I had the good fortune of watching the show Cavalia, which displayed horses in action, all well-trained and well-groomed, as well as wonderful acrobats whose energy, courage, and flexibility was simply awe-inspiring.

Watching the horses reminded me of two quotations.

The first was a quotation of the late Dr Goh Keng Swee which I mention in my book “The Leader, The Teacher & You.”  Dr Goh was Singapore’s Deputy Prime Minister, who had variously been Minister of Finance, Defence, and Education. He had said, “It is better to have stallions, which we occasionally have to pull back, than to have donkeys you have to kick to move.”

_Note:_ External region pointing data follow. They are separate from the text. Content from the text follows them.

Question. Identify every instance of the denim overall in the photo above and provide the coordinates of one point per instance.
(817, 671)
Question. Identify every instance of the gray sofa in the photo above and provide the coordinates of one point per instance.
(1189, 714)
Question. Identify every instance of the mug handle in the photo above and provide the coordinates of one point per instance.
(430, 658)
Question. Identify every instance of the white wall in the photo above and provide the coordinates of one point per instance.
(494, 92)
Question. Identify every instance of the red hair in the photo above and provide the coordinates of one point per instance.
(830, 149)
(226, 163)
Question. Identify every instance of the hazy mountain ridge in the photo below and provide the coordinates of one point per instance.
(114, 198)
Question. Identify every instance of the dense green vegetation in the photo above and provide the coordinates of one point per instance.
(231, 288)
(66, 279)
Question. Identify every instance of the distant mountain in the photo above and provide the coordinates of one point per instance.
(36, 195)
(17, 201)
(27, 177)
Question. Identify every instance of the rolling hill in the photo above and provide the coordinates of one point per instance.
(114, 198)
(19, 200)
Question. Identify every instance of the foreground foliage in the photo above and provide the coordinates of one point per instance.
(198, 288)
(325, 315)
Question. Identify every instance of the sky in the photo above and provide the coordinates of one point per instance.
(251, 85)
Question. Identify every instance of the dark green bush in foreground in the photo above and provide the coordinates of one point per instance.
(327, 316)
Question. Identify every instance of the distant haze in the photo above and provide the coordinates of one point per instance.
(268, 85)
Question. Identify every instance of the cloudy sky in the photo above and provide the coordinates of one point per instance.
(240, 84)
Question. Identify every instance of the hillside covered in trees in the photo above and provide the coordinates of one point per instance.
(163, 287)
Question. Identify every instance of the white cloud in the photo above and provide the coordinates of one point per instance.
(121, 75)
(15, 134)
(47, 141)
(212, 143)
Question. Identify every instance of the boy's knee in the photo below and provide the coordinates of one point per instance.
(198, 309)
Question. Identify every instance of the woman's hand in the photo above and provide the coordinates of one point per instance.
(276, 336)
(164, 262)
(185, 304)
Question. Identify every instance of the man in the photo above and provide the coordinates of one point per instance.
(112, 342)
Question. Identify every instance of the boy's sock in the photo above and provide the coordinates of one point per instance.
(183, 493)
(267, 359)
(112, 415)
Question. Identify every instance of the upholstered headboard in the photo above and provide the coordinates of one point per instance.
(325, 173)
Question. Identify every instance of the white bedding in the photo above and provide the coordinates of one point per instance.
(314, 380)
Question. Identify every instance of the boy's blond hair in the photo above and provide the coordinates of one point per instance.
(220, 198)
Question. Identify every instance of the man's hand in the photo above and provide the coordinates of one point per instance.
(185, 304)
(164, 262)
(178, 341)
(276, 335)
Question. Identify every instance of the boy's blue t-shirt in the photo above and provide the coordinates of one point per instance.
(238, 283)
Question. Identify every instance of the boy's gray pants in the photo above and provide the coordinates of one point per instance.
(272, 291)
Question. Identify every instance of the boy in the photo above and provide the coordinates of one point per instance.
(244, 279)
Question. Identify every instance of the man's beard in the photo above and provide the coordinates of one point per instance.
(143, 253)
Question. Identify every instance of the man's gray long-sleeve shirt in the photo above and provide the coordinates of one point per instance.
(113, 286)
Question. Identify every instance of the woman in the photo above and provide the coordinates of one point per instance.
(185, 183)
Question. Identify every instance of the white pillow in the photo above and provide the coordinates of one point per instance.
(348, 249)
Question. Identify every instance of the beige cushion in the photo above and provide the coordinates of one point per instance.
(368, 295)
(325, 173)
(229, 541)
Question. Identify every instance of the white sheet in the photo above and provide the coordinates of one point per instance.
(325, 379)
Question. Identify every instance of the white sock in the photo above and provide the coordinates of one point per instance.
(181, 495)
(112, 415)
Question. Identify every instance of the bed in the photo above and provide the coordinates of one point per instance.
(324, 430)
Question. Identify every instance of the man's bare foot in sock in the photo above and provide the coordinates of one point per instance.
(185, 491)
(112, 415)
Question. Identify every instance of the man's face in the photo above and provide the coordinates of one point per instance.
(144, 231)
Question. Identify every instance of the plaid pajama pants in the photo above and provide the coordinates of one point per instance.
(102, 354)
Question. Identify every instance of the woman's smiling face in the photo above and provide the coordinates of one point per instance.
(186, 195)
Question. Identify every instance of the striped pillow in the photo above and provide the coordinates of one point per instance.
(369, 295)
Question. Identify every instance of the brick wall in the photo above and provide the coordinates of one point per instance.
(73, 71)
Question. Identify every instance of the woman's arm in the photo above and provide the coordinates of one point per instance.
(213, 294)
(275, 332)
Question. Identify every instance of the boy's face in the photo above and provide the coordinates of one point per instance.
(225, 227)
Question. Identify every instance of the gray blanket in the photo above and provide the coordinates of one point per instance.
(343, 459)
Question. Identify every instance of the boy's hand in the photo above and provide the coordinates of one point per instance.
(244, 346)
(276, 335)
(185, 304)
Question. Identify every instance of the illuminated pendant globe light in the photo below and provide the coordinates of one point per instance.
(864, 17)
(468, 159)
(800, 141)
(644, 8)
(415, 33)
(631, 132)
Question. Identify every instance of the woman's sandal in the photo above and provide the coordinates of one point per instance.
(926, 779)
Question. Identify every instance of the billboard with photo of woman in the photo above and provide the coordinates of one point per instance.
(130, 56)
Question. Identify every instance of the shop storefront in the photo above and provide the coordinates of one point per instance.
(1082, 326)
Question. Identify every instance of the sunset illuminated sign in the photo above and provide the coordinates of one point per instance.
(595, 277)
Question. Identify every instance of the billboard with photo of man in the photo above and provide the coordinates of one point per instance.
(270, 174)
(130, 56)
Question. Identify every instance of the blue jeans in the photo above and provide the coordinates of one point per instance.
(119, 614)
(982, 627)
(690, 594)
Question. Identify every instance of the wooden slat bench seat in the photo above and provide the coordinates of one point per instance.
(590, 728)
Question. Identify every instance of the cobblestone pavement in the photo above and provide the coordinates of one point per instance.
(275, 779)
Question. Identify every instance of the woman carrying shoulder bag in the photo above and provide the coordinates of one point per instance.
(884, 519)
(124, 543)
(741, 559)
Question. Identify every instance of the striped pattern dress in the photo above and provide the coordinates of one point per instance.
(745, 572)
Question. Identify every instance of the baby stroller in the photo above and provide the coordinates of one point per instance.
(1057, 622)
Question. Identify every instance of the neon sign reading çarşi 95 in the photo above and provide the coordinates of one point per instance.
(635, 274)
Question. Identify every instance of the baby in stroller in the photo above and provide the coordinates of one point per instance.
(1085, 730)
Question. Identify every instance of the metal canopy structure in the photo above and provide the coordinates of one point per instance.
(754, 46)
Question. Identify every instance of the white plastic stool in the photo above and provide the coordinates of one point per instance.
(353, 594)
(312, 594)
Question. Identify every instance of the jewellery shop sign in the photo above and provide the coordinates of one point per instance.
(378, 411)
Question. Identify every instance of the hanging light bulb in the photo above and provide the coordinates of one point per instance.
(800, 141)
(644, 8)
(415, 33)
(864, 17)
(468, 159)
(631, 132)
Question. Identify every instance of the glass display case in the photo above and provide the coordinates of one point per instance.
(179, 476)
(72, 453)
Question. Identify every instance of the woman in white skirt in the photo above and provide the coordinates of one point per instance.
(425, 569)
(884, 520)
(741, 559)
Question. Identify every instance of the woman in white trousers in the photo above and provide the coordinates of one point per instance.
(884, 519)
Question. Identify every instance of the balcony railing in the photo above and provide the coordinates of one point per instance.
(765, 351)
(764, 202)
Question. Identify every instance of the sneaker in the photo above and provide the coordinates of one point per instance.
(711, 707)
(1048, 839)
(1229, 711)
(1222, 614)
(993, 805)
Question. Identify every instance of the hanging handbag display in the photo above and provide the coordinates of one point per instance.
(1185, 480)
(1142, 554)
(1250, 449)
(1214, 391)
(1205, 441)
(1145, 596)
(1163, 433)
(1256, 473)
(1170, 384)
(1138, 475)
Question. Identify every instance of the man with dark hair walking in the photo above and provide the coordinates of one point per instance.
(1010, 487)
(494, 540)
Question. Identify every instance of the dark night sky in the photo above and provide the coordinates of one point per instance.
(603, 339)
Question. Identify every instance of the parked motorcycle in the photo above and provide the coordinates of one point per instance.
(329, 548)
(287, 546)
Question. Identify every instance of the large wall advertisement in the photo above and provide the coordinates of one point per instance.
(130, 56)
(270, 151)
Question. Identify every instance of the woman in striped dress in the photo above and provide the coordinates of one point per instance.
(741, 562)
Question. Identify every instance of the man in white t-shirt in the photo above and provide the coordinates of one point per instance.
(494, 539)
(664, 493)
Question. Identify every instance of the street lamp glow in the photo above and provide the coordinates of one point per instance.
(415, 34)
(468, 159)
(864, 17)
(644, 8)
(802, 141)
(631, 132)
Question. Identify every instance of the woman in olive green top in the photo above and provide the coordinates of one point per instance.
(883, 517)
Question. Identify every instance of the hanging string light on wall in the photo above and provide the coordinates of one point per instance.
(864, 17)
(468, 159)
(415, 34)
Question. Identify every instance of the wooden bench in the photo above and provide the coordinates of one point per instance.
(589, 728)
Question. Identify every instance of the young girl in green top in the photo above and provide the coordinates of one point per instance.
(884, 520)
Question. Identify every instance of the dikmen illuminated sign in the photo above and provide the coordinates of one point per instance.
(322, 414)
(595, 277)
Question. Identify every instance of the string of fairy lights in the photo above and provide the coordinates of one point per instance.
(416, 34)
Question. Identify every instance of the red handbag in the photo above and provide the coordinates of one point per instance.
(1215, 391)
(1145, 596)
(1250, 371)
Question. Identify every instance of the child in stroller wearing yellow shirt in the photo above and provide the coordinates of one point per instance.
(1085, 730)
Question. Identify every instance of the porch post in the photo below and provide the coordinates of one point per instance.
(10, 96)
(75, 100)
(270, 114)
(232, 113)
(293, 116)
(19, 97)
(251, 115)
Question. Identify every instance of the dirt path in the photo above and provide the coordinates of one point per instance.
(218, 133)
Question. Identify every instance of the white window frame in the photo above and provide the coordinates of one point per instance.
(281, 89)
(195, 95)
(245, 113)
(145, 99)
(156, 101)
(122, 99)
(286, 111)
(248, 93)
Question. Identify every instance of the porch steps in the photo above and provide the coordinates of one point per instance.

What Dr Goh looked for was energy, initiative, and imagination. Many supervisors will tell you what they want are people with energy, initiative, and imagination, but in reality, they feel threatened by people who have different views from theirs, and thus discourage or diminish those who carry bad news or make mistakes. Those who expect to harness the power and muscle of stallions must be self-confident, open-minded, intellectually honest, and also humble.

The second quotation is from the book Jeremiah in the Bible.  It goes, “If you have raced with men on foot and they have worn you out, how can you compete with horses? If you stumble in safe country, how will you manage in the thickets by the Jordan?”

This is a call not to grow weary but to persevere and to be resilient in the face of difficulties and setbacks. If we would learn from failure, that is how we grow in wisdom and understanding, courage and resourcefulnessdump the fat and grow the muscle.